The 77-year-old North Atlantic Treaty Organization (NATO) faces a potentially existential stress test as disagreement over the U.S.-led military campaign in Iran widens into operational friction between the United States and key European allies.
According to reporting cited in this analysis, President Trump has privately voiced "disgust" with European partners for declining to participate in military operations against Tehran and has questioned whether the United States should continue to treat defense of the continent as "automatic" if such support is not reciprocated in the Middle East.
From diplomatic split to operational limits
The disagreement has moved beyond mere diplomatic criticism to concrete restrictions on U.S. military activity. Major European states - including Spain, Italy, and France - have imposed what are described as unprecedented limits on access to bases used by U.S. forces.

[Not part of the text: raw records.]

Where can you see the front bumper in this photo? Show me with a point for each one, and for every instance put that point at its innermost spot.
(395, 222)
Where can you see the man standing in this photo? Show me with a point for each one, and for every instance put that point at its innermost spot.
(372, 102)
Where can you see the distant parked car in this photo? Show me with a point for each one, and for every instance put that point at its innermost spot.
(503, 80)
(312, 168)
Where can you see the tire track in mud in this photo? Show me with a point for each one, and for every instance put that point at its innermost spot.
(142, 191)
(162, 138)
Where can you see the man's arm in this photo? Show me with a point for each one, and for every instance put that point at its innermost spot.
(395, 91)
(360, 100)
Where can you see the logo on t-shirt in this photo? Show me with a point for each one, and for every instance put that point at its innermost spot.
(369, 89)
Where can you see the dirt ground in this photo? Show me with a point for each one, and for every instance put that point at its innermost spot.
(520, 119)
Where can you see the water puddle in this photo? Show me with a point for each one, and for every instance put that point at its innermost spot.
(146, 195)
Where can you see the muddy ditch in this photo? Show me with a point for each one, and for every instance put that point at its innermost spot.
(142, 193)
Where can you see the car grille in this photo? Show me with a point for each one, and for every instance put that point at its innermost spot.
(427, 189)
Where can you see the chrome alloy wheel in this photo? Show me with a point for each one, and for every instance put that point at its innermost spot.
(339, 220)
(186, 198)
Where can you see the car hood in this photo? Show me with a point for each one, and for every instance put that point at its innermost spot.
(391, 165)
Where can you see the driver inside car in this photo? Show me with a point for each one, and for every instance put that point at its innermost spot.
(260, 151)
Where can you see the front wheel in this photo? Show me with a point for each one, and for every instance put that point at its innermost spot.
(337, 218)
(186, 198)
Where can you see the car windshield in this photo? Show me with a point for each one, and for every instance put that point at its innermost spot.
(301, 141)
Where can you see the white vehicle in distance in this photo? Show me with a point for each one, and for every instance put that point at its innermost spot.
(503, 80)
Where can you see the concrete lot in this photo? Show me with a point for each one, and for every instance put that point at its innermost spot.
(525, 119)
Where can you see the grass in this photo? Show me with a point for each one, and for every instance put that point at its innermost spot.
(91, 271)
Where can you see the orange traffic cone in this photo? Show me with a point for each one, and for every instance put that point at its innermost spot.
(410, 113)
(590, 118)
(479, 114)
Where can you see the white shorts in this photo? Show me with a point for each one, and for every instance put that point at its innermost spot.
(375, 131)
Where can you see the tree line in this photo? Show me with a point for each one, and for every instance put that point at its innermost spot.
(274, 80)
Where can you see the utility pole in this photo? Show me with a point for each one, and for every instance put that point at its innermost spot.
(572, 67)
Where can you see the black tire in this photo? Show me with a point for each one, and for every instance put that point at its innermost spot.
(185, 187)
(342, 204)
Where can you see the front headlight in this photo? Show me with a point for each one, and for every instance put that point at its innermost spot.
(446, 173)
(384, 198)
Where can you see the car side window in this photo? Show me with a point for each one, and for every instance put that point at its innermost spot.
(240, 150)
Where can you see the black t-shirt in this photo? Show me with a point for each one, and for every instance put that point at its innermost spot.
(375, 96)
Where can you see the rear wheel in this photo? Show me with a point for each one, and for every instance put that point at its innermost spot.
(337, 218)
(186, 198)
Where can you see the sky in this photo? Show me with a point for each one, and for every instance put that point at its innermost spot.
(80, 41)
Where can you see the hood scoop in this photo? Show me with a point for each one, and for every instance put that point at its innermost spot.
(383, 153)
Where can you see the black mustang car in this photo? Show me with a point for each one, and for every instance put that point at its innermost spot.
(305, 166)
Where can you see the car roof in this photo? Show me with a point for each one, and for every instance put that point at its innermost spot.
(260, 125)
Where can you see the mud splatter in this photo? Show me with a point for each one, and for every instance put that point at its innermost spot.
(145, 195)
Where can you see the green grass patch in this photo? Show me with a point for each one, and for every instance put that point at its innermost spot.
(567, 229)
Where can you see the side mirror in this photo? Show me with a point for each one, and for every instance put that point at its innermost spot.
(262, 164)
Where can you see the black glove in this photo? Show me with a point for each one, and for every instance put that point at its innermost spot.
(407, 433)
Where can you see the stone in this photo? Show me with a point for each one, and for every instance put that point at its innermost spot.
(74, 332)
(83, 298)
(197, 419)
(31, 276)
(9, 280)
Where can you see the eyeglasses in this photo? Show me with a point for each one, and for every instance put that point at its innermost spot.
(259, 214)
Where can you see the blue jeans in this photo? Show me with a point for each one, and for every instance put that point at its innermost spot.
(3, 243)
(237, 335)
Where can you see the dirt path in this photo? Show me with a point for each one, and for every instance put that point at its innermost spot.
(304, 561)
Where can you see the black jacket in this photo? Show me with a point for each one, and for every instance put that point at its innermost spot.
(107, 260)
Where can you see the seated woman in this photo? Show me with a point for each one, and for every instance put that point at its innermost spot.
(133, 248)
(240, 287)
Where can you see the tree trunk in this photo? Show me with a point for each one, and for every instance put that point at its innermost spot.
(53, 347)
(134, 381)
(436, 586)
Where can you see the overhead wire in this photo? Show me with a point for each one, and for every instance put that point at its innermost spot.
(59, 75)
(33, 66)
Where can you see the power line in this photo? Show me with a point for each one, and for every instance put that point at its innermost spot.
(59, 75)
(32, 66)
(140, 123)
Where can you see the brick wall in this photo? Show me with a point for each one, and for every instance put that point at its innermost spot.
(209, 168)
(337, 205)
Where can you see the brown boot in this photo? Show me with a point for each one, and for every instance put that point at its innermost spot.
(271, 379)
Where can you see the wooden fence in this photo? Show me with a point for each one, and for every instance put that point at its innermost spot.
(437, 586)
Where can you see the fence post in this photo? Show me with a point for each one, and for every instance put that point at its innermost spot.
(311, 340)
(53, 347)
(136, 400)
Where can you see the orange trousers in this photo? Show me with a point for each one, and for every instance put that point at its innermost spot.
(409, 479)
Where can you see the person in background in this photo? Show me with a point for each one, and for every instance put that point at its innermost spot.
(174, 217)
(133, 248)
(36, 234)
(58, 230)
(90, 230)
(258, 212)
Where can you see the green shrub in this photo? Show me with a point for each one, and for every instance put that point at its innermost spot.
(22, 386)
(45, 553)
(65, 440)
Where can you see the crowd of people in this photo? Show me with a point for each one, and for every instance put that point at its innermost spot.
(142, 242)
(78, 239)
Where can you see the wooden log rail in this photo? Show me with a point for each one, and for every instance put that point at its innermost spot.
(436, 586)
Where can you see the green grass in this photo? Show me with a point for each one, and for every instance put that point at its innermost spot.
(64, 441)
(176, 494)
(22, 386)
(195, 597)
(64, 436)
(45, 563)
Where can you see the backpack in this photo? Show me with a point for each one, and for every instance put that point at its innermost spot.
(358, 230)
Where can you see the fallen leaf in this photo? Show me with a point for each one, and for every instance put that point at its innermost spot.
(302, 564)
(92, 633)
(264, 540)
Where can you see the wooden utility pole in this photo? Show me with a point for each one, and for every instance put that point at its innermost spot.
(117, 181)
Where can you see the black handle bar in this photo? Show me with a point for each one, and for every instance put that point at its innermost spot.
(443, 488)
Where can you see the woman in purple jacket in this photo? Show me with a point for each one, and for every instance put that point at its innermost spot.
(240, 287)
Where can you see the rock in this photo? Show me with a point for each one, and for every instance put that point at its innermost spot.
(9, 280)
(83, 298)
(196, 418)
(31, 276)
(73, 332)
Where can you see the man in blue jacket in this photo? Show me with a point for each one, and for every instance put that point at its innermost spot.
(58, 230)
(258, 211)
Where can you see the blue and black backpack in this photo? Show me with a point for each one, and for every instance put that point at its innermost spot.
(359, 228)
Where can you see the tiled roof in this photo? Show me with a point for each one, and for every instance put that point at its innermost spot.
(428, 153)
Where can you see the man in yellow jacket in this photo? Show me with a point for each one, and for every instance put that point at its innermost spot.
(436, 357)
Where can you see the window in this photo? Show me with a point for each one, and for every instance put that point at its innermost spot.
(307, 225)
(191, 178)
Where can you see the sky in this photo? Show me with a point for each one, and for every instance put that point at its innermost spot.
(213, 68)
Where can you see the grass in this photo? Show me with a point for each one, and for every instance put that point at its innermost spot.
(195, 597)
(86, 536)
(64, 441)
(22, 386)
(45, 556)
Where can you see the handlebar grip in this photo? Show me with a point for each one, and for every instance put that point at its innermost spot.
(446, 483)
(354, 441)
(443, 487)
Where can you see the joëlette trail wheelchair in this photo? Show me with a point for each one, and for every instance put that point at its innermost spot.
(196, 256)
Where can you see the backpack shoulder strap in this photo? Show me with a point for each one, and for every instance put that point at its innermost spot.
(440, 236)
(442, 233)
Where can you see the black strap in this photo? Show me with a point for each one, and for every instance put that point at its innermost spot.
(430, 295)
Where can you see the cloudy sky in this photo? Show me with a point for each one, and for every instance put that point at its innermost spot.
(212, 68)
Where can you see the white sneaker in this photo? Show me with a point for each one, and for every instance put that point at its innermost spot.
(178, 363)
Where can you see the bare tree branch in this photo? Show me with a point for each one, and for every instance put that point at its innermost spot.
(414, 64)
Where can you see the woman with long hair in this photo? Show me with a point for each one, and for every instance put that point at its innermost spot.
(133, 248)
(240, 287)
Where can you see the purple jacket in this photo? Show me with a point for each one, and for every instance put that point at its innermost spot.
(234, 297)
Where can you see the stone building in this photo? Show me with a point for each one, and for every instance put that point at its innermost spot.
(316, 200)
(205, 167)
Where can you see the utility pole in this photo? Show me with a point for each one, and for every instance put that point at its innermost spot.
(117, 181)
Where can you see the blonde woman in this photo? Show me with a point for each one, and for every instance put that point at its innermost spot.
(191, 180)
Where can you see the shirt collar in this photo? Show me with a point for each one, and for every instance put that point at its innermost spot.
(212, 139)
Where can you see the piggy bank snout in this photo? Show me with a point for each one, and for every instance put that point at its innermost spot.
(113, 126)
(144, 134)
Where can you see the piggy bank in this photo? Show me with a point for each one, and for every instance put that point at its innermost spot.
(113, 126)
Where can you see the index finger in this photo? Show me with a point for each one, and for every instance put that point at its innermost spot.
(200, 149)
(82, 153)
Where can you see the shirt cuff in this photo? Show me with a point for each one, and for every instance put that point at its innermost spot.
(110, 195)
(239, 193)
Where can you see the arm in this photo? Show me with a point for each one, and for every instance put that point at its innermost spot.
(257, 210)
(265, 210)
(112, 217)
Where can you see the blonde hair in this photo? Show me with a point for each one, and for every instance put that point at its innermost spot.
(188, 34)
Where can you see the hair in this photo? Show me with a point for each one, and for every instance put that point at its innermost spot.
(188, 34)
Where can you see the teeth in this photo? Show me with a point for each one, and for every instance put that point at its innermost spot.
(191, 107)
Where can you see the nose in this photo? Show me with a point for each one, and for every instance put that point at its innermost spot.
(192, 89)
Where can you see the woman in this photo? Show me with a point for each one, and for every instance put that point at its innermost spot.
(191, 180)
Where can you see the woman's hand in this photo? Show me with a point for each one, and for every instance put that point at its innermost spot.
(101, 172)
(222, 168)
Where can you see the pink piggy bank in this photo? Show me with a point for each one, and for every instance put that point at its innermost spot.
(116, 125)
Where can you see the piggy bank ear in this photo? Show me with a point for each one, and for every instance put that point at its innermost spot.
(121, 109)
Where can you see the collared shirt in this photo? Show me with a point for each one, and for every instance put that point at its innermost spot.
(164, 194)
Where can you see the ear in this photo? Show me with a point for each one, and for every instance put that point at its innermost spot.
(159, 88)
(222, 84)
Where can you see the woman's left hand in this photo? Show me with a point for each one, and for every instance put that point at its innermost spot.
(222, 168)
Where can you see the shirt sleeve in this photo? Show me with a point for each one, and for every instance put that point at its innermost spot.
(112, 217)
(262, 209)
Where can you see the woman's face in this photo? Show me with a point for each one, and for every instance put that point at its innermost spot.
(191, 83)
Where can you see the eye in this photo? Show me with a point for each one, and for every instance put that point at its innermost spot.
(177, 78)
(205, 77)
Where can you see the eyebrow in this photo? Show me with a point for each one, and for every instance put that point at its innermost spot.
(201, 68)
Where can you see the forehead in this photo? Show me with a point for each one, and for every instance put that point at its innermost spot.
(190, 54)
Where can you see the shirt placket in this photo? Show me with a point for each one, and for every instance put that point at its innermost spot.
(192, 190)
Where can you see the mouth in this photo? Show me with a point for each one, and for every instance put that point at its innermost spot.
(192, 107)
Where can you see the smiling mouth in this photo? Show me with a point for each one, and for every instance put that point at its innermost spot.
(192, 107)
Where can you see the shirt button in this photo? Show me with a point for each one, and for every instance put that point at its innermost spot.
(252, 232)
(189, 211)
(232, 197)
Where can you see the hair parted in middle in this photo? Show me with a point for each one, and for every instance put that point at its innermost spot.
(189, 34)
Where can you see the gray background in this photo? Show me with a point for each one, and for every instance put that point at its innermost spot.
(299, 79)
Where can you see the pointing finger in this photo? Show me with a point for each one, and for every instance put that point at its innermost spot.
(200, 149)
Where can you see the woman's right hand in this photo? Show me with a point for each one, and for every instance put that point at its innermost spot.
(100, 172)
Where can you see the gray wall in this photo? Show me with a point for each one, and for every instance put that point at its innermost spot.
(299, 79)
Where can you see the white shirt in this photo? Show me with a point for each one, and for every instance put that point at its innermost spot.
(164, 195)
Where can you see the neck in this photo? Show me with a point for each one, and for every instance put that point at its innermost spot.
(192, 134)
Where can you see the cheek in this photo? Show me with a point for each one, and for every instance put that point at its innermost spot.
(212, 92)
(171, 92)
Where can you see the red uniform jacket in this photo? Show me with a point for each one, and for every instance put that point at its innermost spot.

Officials in Madrid and Rome turned down requests for U.S. bombers and transport aircraft to land at Mediterranean bases, specifically citing denials for operations tied to the Iran conflict at Sigonella in Sicily and Rota in Spain. The U.S. position, as reported, is that NATO basing rights exist to support contingencies of this nature. European leaders have characterized the Iran war as a "unilateral adventure" conducted outside international law, forming the rationale for restricting access.
Political context and a perceived breach of reciprocity
The current rupture is described as being fueled by a growing sense of betrayal among European capitals. Relations with Washington were already strained after a contentious 2025, during which the U.S. imposed tariffs on European goods and a diplomatic standoff occurred over Greenland. The Trump administration views allies' refusal to assist in reopening the Strait of Hormuz as a decisive breach of reciprocity. "We would always have been there for them. They weren’t there for us," Trump said to reporters, according to the reporting, signaling a shift in how he frames NATO - from a mutual security commitment to a favor that should be repaid.
Legal limits, deterrence, and the prospect of hollowing
A 2023 U.S. law prevents the president from formally withdrawing from NATO without a two-thirds Senate majority. Still, analysts cited in the reporting warn that the alliance could effectively "hollow out" from within if political leadership openly questions U.S. commitments. NATO’s core strength depends on deterrent credibility - the belief among adversaries, such as Russia, that an attack on one member will be treated as an attack on all. If the U.S. Commander-in-Chief publicly doubts that promise, the credible threat that underpins collective defense could diminish even if the treaty remains legally in force.
Economic consequences and market implications
Across global markets, observers see a "divorce" scenario as a source of large tail risks. Either a formal U.S. withdrawal or a de facto collapse of NATO cohesion would, the reporting says, force European states into a prolonged, multi-year, multi-trillion-euro rearmament cycle. Such rearmament is expected to divert capital away from social spending and infrastructure investment.
Analysts also warn that the loss of a unified Western front could embolden regional actors on Europe’s eastern flank, introducing a persistent war-risk premium for Eurozone assets and upward pressure on the value of that risk premium for the Euro itself.
These developments - operational base denials, public questioning of the U.S. commitment, and the prospect of large-scale rearmament - create layered uncertainties for political leaders, markets, and budget planners across allied countries.